The fire is still raging, only 40 miles from my home. This is Day 12 and the fire is now 45% contained.
It’s looking like we’ll be fine at this point. The fire is moving away from us, leaving the previously burnt area as a firebreak between us and the active blaze.
It’s not time for a sigh of relief yet, but at least I don’t have to hold my breath any longer.
Yesterday, it was 117 degrees outside. Today it will be that hot again. And tomorrow. And the next day. It’s also a little bit more humid than usual, which means that our lovely swamp coolers aren’t working.
I’ve started putting big blocks of ice in the chickens’ water to keep them cool. I lost one to the heat 2 days ago.

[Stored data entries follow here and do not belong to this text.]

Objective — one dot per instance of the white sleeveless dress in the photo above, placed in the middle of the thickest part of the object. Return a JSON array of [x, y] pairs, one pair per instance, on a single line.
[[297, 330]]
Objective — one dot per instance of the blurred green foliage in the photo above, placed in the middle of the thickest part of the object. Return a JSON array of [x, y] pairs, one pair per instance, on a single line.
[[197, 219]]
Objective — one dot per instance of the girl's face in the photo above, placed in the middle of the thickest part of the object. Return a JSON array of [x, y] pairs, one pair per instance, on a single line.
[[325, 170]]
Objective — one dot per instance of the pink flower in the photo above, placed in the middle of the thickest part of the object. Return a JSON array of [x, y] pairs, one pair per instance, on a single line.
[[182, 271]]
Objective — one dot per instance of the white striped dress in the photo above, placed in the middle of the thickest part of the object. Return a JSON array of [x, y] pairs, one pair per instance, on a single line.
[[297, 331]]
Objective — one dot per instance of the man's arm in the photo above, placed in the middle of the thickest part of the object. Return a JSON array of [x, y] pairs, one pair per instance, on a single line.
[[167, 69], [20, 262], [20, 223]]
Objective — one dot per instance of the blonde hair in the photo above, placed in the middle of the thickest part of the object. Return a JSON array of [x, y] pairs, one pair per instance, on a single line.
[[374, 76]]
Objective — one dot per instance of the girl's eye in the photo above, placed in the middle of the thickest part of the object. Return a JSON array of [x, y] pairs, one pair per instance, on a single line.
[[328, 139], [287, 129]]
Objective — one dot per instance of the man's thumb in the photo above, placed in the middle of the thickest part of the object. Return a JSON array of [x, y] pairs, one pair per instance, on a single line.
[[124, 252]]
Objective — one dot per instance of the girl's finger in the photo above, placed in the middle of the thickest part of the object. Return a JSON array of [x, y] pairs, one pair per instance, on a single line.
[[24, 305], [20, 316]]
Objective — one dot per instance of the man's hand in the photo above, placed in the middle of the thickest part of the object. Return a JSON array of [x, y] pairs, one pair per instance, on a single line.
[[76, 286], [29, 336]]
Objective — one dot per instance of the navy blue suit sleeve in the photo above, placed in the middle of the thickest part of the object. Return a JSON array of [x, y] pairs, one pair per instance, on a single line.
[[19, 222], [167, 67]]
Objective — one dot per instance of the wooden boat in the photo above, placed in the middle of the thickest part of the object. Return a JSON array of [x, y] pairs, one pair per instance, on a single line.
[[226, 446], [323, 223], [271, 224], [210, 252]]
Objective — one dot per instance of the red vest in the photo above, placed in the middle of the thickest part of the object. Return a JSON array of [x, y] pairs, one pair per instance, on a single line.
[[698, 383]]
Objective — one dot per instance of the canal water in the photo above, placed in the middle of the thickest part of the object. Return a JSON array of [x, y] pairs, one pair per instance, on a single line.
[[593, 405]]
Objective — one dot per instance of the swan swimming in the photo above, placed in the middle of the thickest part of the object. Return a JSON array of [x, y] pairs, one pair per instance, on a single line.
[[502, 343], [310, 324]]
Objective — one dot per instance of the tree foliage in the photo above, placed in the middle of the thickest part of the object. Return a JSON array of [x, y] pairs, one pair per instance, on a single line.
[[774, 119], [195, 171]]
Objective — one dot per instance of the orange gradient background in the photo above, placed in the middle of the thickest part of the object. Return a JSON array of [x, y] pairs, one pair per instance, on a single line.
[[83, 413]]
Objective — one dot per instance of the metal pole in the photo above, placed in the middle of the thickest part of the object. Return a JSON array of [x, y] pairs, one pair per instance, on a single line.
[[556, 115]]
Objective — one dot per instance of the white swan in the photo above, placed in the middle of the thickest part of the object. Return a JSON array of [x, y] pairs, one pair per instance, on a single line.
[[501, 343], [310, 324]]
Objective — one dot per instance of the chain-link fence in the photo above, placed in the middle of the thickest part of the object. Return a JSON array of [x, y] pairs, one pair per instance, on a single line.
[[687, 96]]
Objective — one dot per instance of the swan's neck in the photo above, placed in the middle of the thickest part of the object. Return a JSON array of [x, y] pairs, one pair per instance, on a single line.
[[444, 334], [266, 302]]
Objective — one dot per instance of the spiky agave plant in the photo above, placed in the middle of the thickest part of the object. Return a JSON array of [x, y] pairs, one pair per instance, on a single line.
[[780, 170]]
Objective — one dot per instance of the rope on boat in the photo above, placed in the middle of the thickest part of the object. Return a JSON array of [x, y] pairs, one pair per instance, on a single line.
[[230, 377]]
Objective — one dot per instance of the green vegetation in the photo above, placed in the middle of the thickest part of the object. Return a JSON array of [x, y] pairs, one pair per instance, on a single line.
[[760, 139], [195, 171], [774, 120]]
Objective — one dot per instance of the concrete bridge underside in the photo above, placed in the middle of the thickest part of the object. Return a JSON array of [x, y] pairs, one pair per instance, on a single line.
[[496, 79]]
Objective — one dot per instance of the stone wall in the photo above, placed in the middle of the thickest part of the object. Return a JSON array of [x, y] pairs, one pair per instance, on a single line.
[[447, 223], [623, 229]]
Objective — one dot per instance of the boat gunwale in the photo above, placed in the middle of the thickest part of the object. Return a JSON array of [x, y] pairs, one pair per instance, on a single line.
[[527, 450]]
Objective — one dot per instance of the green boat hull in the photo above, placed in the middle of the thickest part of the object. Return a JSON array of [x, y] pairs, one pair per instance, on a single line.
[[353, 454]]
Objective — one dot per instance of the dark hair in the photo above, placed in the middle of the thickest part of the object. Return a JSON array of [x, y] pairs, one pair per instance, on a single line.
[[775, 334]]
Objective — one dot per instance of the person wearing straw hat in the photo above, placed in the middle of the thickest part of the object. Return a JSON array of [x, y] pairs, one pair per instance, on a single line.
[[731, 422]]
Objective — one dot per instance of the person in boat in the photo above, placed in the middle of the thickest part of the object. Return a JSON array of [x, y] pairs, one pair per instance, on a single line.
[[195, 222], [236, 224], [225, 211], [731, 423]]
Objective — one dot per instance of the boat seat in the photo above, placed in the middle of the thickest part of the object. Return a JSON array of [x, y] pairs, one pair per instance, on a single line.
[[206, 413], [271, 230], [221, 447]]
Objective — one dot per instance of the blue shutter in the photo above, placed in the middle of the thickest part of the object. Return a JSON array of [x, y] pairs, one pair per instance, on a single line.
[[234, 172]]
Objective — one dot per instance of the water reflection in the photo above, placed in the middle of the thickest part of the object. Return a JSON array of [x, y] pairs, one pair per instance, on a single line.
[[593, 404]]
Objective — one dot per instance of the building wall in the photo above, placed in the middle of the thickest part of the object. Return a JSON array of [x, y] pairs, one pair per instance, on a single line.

The poor little things really don’t appreciate this sudden hot weather! The last few weeks have been in the 90s and low 100s.
I also gave the chickens a beach umbrella to give them a larger shady area.
No pictures today because my improv chicken run isn’t very pretty. We’re still in the process of building a larger coop and run.
Here’s a quick kitchen tip, though: delicious and easy baked salmon. Usually salmon turns out horribly dry and tasteless, but not when it’s cooked like this!
1. Slice a lemon and an orange into thin, round slices.
2. Place salmon pieces on baking sheet
3. Layer lemon and orange slices under and on top of the salmon, like this:
Bake as directed on the fish package. You might have to add a few minutes of cooking time – the citrus makes the fish cook a bit more slowly. This fish turns out lovely and moist, with great citrus flavor! It’s super easy, too.